Chesterfield County: According to the U.S. Census Bureau, as of July 1, 2018, Chesterfield County’s population was 60.7% non-Hispanic white, 18.1% Hispanic/Latino, 13.4% African American, 5.8% Asian American and 2.7% “Two or More Races.” The Chesterfield County Board (five total members) is 80% white and 20% African American, while the School Board is 80% white and 20% Asian American.  Not particularly diverse, particularly when it comes to Hispanics/Latinos.

Stafford County: According to the U.S. Census Bureau, as of July 1, 2018, Stafford County’s population was 61.8% non-Hispanic white, 19.0% African American, 12.8% Hispanic/Latino, 3.6% Asian American and 4.2% “Two or More Races.” The Stafford County Public Schools are around 65% white, 17% African American, 10% Hispanic 4% “Mixed” and 3% Asian American. In contrast, the Stafford County Board of Supervisors (seven members) is 100% white, while the School Board (nine members) is 89% white (one African-American member). So…no, the demographics of Stafford County government do NOT reflect the demographics of the county.

Spotsylvania County: According to the U.S. Census Bureau, as of July 1, 2018, Spotsylvania County’s population was 68.3% non-Hispanic white, 16.7% African American, 9.8% Hispanic/Latino, 2.9% Asian American and 3.4% “Two or More Races.” The Spotsylvania County Board (seven members), in contrast, is 100% white, and the School Board (seven members) is 86% white. So…not particularly reflective of the county’s demographics.

Albemarle County: According to the U.S. Census Bureau, as of July 1, 2018, Albemarle County’s population was 76.7% non-Hispanic white, 9.8% African American, 5.8% Hispanic/Latino, 5.4% Asian American and 2.6% “Two or More Races.” The Albemarle County Board of Supervisors (six members) is 100% white, while the School Board has one African-American member. So…not a particularly diverse county government for a fairly diverse county.
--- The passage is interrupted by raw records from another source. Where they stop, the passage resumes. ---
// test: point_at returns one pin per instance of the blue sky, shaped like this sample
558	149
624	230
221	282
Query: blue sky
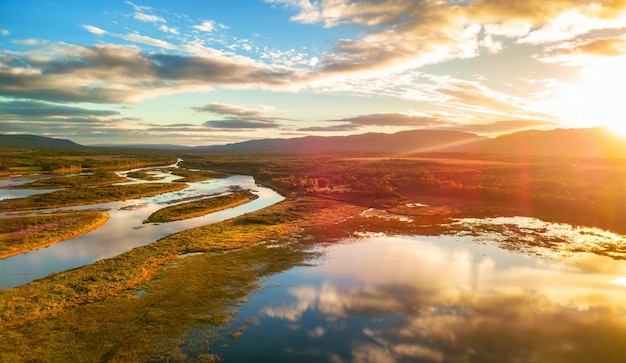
215	72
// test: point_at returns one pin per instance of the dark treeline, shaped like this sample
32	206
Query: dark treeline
578	191
74	161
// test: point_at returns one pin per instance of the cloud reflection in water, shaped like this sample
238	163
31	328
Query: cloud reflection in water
399	299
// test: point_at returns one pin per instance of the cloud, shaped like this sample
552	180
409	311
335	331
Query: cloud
341	127
149	18
206	26
141	14
36	108
167	29
585	52
504	126
111	73
95	30
405	34
239	124
392	119
241	117
257	113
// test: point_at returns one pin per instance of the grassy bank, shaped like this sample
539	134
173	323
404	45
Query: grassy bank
22	234
83	196
190	176
141	175
78	181
200	207
92	314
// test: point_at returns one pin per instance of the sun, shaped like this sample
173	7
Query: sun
597	99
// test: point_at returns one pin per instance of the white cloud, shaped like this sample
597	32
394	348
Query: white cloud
570	24
206	26
148	18
94	30
167	29
492	46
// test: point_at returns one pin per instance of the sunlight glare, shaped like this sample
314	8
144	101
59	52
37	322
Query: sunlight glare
620	281
597	100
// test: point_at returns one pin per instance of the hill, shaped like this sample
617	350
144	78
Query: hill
594	142
402	142
36	142
590	142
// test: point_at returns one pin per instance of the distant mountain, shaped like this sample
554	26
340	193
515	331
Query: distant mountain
590	142
143	146
594	142
401	142
36	142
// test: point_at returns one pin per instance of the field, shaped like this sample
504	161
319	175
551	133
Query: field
139	306
577	191
21	234
80	196
200	207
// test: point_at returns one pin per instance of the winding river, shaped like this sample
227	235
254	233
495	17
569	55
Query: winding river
125	229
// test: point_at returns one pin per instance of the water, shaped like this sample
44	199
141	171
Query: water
433	299
125	229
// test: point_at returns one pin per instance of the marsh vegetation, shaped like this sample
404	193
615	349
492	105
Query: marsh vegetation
82	195
22	234
169	301
200	207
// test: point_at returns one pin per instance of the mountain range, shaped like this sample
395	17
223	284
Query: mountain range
589	142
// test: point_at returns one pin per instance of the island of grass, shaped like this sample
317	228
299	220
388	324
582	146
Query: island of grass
84	196
23	234
77	181
142	175
197	175
201	207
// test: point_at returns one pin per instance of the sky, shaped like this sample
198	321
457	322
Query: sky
215	72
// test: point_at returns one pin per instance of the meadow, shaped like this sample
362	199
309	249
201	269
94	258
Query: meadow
22	234
86	195
140	305
200	207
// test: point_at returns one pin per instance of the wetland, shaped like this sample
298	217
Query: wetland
436	258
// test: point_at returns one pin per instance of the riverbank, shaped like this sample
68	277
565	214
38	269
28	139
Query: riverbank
200	207
177	293
23	234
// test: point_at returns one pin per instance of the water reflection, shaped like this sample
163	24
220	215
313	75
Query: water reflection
125	229
400	299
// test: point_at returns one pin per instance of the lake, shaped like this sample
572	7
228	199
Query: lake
431	299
Roanoke City: According to the U.S. Census Bureau, as of July 1, 2018, Roanoke City’s population was 60.7% non-Hispanic white, 18.1% Hispanic/Latino, 13.4% African American, 5.8% Asian American and 2.7% “Two or More Races.” The Roanoke City public schools in 2014-2015 were around 45% African American, 39% white, 10% Hispanic, 3% Asian American and 3% MultiRacial. The Roanoke City Council (seven members) has five whites and two African Americans, while the School Board (seven members) is also comprised of five whites and two African Americans. Neither is particularly reflective of the city’s overall demographics, let alone school demographics…

Charlottesville: According to the U.S. Census Bureau, as of July 1, 2018, Charlottesville’s population was 65.7% non-Hispanic white, 18.9% African American, 7.2% Asian American, 5.2% Hispanic/Latino and 3.1% “Two or More Races.” The Charlottesville City public schools are 41% white, 33% African American, 12% Hispanic/Latino, 8% Asian American and 7% “other.” The Charlottesville City Council (five members) is comprised of three whites and two African Americans, while the School Board (seven members) has four white members and three African Americans.  Actually, pretty reflective of the city’s demographics, other than no Latino or Asian-American representation.